WinRAR’s Business Model and Revenue

  • Most revenue reportedly comes from corporate licenses; consumers largely use it unpaid.
  • Public filings for the German company behind WinRAR suggest on the order of ~€1M earnings in 2023.
  • Several commenters note their companies bought WinRAR licenses and still rely on it for “mission‑critical” workflows.
  • Others argue the real “WinRAR approach” is less about goodwill and more about making license‑compliance‑driven organizations pay while everyone else uses it freely.
  • The brand now leans into meme status with community management and merchandise.

Licensing, Compliance, and Everyday Violations

  • Many companies are said to violate the 30‑day trial terms, just leaving WinRAR (and other paid tools) in perpetual use.
  • Some workplaces strictly prohibit unapproved third‑party software and would treat such violations seriously; others are lax or ignorant.
  • This triggers broader discussion about people not caring about licensing unless they personally bear risk or cost.

Why Use WinRAR/RAR vs 7-Zip or Others?

  • Some are puzzled why anyone pays for WinRAR when 7‑Zip is free, open source, and uses LZMA with strong compression.
  • Defenders cite:
    • Better Windows integration and ergonomics.
    • Rich archive features: recovery records/parity, good CLI, handling of archive flags, NTFS streams, ACLs, hard links, and built‑in Blake2 hashes.
    • Stable, non-“enshittified” UI and long history.
  • Benchmarks shared: 7‑Zip can compress ~6% smaller but much slower at extreme settings; for most people, convenience beats a small compression gain.
  • Some say they rarely see .rar now; others point out large legacy archives and “scene” rules that historically standardized on RAR (multi‑part archives, floppies, unreliable connections).

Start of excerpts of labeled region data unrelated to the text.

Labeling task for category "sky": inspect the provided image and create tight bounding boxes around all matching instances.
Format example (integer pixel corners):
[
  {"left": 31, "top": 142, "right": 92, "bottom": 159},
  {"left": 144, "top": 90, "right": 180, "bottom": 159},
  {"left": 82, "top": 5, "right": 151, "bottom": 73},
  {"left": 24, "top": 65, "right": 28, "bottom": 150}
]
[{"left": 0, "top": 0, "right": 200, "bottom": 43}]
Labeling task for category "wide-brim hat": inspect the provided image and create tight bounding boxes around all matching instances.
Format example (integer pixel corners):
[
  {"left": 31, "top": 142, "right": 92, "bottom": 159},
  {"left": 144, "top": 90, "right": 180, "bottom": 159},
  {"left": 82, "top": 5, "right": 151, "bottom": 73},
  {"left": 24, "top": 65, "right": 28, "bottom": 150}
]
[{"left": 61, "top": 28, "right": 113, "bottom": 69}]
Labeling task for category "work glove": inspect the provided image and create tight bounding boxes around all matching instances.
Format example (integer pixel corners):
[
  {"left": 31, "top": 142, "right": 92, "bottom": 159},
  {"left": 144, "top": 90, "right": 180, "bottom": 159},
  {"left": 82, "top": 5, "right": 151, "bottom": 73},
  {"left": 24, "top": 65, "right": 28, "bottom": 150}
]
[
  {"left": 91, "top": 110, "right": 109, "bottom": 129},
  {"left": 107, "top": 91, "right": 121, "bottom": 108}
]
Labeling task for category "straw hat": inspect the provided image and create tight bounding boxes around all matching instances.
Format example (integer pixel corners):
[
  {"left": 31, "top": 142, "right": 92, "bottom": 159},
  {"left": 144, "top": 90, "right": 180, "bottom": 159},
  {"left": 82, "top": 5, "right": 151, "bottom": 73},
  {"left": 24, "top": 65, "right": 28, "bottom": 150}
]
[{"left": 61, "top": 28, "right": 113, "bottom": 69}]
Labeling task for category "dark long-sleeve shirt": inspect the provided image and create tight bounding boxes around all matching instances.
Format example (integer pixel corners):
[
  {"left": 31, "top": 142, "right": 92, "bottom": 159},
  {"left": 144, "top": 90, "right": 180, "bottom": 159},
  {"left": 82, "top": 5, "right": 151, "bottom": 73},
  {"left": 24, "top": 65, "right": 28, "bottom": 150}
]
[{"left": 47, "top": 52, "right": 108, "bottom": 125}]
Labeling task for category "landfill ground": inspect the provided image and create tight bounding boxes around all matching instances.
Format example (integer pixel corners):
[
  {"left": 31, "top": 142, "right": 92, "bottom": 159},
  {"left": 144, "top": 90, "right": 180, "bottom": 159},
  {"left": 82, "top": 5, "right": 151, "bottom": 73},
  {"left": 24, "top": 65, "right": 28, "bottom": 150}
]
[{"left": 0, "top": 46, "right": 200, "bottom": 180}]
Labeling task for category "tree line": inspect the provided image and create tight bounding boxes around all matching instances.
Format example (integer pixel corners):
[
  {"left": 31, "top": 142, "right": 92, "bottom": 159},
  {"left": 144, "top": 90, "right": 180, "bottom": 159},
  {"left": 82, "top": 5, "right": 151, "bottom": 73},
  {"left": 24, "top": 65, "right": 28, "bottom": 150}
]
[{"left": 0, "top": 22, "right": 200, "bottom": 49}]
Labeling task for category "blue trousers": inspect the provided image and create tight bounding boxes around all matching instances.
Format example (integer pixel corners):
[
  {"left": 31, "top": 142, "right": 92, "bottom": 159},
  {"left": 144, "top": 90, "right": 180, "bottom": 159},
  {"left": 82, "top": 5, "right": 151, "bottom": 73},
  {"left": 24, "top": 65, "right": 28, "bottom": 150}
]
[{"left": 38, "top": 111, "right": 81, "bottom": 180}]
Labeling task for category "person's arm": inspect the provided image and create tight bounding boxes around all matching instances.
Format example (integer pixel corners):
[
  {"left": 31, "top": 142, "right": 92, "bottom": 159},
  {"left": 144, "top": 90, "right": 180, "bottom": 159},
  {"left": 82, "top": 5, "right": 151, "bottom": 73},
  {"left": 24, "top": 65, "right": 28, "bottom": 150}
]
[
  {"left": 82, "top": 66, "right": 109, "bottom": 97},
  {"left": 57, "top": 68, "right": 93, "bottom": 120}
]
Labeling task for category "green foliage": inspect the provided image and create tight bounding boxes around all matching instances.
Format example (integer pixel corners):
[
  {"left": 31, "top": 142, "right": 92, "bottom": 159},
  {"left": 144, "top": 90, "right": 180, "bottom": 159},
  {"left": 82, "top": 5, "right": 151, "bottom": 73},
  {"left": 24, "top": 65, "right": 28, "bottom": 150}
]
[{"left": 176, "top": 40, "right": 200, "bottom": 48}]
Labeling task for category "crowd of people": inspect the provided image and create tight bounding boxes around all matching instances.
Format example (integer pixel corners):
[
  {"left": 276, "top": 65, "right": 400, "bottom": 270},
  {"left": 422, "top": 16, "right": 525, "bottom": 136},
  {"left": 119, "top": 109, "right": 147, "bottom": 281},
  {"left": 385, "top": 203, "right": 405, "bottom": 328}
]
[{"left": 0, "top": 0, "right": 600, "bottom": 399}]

Piracy, Culture, and Shareware Patterns

  • Multiple comments describe 80s–90s Eastern and Western Europe (and elsewhere) as heavily pirated ecosystems, including businesses and governments.
  • Piracy is framed as both economic necessity and a growth hack (e.g., Microsoft tolerating it early to build dominance).
  • WinRAR’s permissive trial is compared to classic shareware: get ubiquitous at home, monetize businesses later.
  • Some now consciously pay for tools (licenses, donations, books) as a reaction against that culture and against today’s subscription/DRM backlash.

Nagware vs Goodwill and Related Models

  • Disagreement over whether WinRAR “runs on goodwill”:
    • One side: it’s essentially nagware; you pay to stop the startup dialog.
    • Other side: the nag is mild (hit Escape) and functionally it’s unlimited, which feels generous.
  • Similar “soft paywall” or generous-trial models are cited:
    • Paint Shop Pro, Sublime Text, Reaper, Renoise, Forklift, ShareX, KeePassXC, and others.
    • Immich’s model (fully usable, optional license) is praised as especially user‑friendly and aligned with open source.
  • Many commenters say these approaches make them more willing to pay, especially once they’re no longer broke.

Alternatives and Cross‑Platform Notes

  • On macOS, users missing WinRAR/Total Commander mention:
    • BetterZip for archive browsing and Quick Look integration.
    • Commander One, Marta, Transmit, and Double Commander as dual‑pane/file‑manager replacements.
    • Some still run WinRAR/Total Commander under Wine on Linux/macOS.